Eigentlich war das ein ausgefallener Look, wenn meine Haare nicht an mir geklebt hätten. So aber sah ich aus, als hätte sich ein ganzer Second-Hand-Laden über mir erbrochen. Ich hatte vorgehabt, mich direkt zu meinen Eltern zu schleichen, ohne jemandem über den Weg zu laufen, den ich kannte, schon gar nicht einem Mann mit einer Stimme wie geschmolzener Honig und einer Kieferpartie, die ihrer eigenen Doppelseite in der Cosmopolitan würdig wäre. Also – definitiv nicht Nick.

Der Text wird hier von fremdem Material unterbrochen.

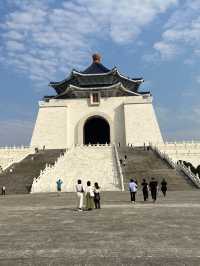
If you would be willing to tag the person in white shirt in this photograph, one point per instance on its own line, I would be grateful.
(133, 189)
(80, 191)
(89, 195)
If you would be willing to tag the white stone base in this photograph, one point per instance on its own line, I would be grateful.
(95, 164)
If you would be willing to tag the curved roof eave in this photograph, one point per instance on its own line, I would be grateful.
(129, 79)
(117, 85)
(94, 74)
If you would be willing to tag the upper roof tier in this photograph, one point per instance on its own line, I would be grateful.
(96, 76)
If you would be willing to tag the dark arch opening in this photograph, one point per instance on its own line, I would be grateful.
(96, 130)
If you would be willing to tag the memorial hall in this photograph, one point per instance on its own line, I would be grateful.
(97, 124)
(96, 106)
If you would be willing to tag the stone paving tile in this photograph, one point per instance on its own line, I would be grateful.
(45, 229)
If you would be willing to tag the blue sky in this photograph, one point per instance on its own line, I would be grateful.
(42, 40)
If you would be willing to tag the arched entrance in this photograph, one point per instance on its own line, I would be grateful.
(96, 130)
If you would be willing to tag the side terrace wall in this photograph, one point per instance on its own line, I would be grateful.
(141, 123)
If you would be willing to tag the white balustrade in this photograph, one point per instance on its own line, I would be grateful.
(10, 155)
(96, 163)
(179, 166)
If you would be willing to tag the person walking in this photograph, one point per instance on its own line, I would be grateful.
(133, 189)
(89, 195)
(97, 196)
(153, 187)
(164, 187)
(145, 190)
(59, 183)
(79, 192)
(3, 191)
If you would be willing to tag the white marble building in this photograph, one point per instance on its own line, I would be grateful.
(96, 105)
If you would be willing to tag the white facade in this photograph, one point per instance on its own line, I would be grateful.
(60, 122)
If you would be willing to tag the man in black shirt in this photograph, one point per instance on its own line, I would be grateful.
(153, 187)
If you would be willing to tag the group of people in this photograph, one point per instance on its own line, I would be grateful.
(152, 187)
(92, 195)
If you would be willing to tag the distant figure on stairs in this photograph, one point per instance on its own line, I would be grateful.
(80, 191)
(133, 189)
(89, 194)
(3, 191)
(59, 183)
(164, 187)
(145, 189)
(153, 187)
(97, 196)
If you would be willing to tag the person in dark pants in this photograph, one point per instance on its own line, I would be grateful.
(164, 187)
(145, 189)
(133, 189)
(3, 191)
(153, 187)
(97, 196)
(59, 184)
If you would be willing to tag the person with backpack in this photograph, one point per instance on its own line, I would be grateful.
(97, 196)
(79, 192)
(133, 189)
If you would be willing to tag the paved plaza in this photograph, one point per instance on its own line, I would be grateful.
(45, 229)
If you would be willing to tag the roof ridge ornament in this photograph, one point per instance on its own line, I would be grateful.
(96, 58)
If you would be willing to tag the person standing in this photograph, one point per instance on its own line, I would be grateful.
(145, 189)
(89, 195)
(97, 196)
(133, 189)
(59, 183)
(79, 192)
(3, 191)
(164, 187)
(153, 187)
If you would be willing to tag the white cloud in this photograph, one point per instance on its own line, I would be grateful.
(181, 32)
(47, 37)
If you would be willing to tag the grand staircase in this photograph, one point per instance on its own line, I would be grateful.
(93, 163)
(18, 177)
(142, 163)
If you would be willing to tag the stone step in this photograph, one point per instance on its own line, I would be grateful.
(141, 164)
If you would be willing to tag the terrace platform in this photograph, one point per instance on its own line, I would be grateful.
(45, 229)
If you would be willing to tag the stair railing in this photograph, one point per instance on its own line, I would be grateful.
(119, 169)
(48, 168)
(15, 159)
(179, 166)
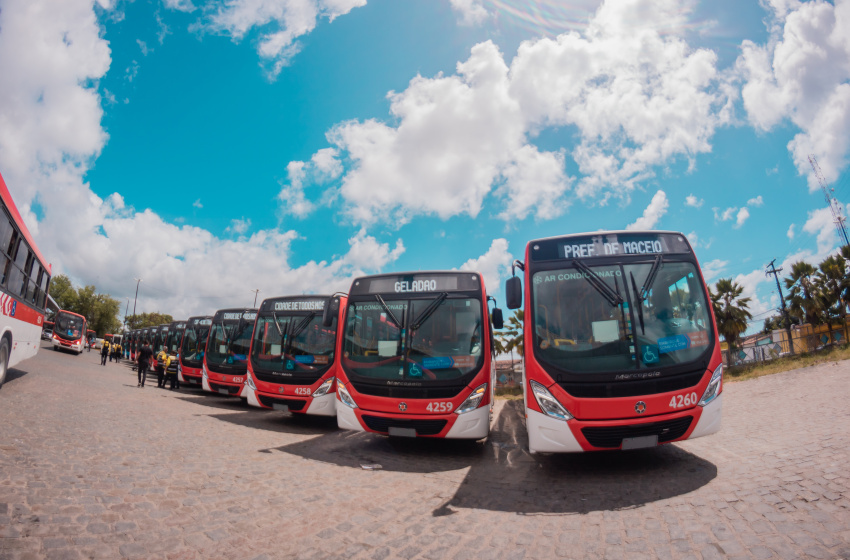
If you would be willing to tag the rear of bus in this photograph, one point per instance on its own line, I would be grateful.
(292, 366)
(192, 348)
(226, 355)
(417, 356)
(620, 342)
(69, 331)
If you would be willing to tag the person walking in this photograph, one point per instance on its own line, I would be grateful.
(162, 361)
(171, 372)
(104, 352)
(144, 361)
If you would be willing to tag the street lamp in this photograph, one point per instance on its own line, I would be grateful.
(138, 281)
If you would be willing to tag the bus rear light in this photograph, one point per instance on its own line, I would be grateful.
(473, 400)
(714, 386)
(344, 396)
(547, 403)
(324, 388)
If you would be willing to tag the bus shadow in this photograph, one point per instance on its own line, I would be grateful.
(215, 401)
(261, 419)
(513, 480)
(361, 450)
(13, 374)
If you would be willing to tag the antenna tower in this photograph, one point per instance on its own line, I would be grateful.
(834, 205)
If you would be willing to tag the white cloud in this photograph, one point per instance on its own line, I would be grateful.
(471, 11)
(282, 22)
(656, 209)
(712, 270)
(52, 53)
(638, 96)
(742, 216)
(802, 75)
(180, 5)
(494, 265)
(693, 201)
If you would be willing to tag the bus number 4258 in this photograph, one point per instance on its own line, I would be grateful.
(678, 401)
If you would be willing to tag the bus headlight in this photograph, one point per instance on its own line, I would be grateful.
(344, 397)
(473, 400)
(324, 388)
(547, 403)
(714, 386)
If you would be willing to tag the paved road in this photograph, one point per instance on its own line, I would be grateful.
(93, 467)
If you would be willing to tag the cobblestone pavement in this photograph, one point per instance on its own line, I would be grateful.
(93, 467)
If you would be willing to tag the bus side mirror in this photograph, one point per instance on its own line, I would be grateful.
(498, 321)
(330, 311)
(513, 292)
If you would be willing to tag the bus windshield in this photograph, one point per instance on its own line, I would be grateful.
(583, 322)
(229, 344)
(194, 344)
(69, 327)
(293, 343)
(433, 339)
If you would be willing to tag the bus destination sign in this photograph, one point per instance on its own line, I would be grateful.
(609, 245)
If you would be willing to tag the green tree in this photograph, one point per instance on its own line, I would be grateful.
(730, 311)
(511, 336)
(142, 320)
(832, 283)
(802, 299)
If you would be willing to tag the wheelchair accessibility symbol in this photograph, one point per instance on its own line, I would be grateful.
(650, 354)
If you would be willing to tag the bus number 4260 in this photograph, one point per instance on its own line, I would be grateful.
(678, 401)
(439, 407)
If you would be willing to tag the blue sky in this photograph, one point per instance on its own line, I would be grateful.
(212, 148)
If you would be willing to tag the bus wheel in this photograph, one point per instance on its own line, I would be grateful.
(4, 361)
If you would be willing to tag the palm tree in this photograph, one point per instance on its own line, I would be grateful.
(511, 336)
(730, 312)
(832, 283)
(802, 298)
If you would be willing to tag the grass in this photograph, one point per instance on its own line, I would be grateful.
(751, 371)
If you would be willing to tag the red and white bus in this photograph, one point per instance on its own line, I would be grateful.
(226, 356)
(23, 287)
(292, 366)
(417, 356)
(621, 347)
(69, 331)
(192, 349)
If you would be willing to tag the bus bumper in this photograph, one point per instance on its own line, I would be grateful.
(347, 419)
(709, 420)
(472, 425)
(549, 435)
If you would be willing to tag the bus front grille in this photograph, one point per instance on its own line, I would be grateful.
(231, 389)
(293, 404)
(422, 427)
(612, 436)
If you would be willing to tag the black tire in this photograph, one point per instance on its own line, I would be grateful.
(4, 361)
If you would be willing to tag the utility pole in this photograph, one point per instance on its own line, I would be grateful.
(775, 272)
(138, 281)
(834, 205)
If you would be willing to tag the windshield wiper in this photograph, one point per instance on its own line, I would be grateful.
(390, 314)
(428, 311)
(604, 289)
(650, 278)
(301, 326)
(639, 304)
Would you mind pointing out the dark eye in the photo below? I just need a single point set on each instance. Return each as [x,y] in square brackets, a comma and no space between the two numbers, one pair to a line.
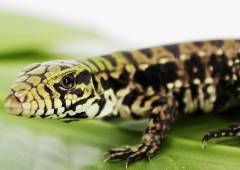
[68,81]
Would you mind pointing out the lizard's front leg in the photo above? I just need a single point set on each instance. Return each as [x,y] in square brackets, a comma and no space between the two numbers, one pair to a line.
[162,111]
[232,130]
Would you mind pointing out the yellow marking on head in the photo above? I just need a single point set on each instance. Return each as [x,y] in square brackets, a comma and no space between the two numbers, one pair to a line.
[30,67]
[234,77]
[54,68]
[201,53]
[48,103]
[41,104]
[170,85]
[210,89]
[34,80]
[57,103]
[208,80]
[230,63]
[21,78]
[21,86]
[39,70]
[219,51]
[34,105]
[178,83]
[26,106]
[39,112]
[35,94]
[184,57]
[163,60]
[196,81]
[227,77]
[143,66]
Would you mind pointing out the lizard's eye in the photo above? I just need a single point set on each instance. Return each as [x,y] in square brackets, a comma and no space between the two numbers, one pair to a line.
[68,82]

„Und, warum bist du jetzt wieder hier?“, fragte er, als die Stille sich zu lange zog. „Nur für einen kurzen Besuch?“

Ich räusperte mich, um mich nicht an meinen eigenen Worten zu verschlucken. „Nein. Ich habe eigentlich vor, eine Weile zu bleiben. Ich wohne vorrübergehend wieder bei meinen Eltern. Karrierewechsel.“

„Na, so ein Zufall“, sagte er ohne eine Spur von Sarkasmus. „Ich nämlich auch, bin erst vor ein paar Wochen wiedergekommen. Ich habe vor, hier wieder heimisch zu werden.“

Ich war mir sicher, dass ich mich verhört haben musste und schüttelte den Kopf. Er kam noch näher. Ich rang nach Atem, während ich gleichzeitig versuchte, mich wieder in den Griff zu bekommen. War ich in all den Jahren in New York jemals so angespannt gewesen?

„Schön für dich“, sagte ich unüberlegt, „wir sollten mal zusammen abhängen, über alte Zeiten reden, so was in der Richtung.“

„Yeah, warum nicht. Klingt gut. Gibst du mir deine Nummer?”

Er sah mich an, sein Telefon schon in der Hand, und wartete. Wie durch ein kleines Wunder schaffte ich es, ihm ohne zu stottern zu antworten. Ich hörte es in meiner Tasche vibrieren, vermutlich, weil er mir ein „LG Nick” geschickt hatte. Mit einem Mal hielt ich es nicht mehr aus und hatte es eilig, seinem Blick zu entkommen. Ich murmelte etwas von wegen „meine Eltern warten auf mich“, was gelogen war, und griff nach der Autotür.

„Keine Sorgen, lass dich nicht aufhalten”, antwortete er und entfernte sich rückwärtsgehend langsam von mir. Dabei lächelte er auf eine Art, die mein Herz höher und schneller schlagen ließ. „Ich ruf dich mal an. Grüß deine Eltern von mir.”

„Mach ich”, versprach ich und schlug die Autotür zu. Den ganzen Heimweg über fragte ich mich, ob er sich wie ich mit alten, unwillkommenen Erinnerungen herumschlug, oder ob sie ihm mittlerweile nichts mehr bedeuteten.

2. NICK

Ganze fünf Minuten lang saß ich in meinem Pick-up und hielt das Lenkrad fest umklammert. Was zur Hölle war das denn, Nick? Du stellst dich an, als hättest du noch nie ein hübsches Gesicht gesehen.

Die Selbstvorwürfe hörten nicht auf, ebenso wenig wie die Versuche, mich vor mir selbst zu rechtfertigen. Yeah, aber sie hat doch mehr als nur ein hübsches Gesicht, oder etwa nicht?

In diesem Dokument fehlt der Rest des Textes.